With good communication established, holding the workspace for the employee to return to is a strong follow–up step. Obviously, the work needs to be covered in the employee’s absence, but documenting project progress and task status makes it easier for staff to feel as though they can step back into their former role and keep up. Where appropriate, this documentation can be sent to staff as reference material while they are away, reducing feeling of alienation and disconnection (though care must be taken to ensure employees do not feel pressure to do work while on leave).

Reaping the Benefits of Being a Compassionate Employer
At any given time, an estimated 1.5 to 2 million Canadians are serving as caregivers, often on top of full-time work.

Faced with the need to balance their loved ones and their careers, these workers show a preference for firms with flexible, supportive and enhanced compassionate care policies. Without the support of compassionate care policies, many workers would be forced to abruptly quit their jobs, leaving employers unexpectedly bereft of talent at every level of the organization.
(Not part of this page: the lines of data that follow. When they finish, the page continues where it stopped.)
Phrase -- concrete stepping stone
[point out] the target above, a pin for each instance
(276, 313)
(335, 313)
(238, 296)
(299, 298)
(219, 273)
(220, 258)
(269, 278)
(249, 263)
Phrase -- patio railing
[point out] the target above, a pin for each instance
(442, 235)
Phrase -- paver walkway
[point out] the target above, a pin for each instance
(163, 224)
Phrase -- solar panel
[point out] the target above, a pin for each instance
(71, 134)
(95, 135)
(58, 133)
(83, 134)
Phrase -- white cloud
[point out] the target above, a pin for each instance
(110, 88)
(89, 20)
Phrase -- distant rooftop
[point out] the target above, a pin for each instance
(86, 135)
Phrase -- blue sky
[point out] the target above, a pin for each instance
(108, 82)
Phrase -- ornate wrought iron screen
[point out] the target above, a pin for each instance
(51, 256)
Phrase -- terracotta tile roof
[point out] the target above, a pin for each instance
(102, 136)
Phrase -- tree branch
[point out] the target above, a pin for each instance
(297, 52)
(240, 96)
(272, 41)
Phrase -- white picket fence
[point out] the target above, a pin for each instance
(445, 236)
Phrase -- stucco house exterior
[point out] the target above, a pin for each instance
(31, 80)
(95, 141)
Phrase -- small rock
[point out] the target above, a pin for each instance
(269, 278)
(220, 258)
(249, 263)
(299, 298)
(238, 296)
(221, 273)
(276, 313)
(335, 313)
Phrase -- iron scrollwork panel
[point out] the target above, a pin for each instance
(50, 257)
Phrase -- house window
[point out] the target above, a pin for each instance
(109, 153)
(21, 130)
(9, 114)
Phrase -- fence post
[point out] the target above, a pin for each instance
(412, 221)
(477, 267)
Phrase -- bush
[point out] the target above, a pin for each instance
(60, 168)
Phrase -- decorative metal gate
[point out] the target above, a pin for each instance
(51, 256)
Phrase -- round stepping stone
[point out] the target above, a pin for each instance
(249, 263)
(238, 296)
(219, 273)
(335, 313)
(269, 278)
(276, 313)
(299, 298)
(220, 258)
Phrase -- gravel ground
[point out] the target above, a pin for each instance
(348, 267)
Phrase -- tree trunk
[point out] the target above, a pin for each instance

This reputation as a compassionate employer is not merely a “nice to have” accolade. It is a distinct business advantage that can improve retention, reduce employee stress around care, and pull in top talent from other organizations.

By understanding how to implement the basics of compassionate care, choosing popular “level up” enhancements, and maintaining engagement with employees throughout their leave, firms can reap the benefits of being a compassionate employer.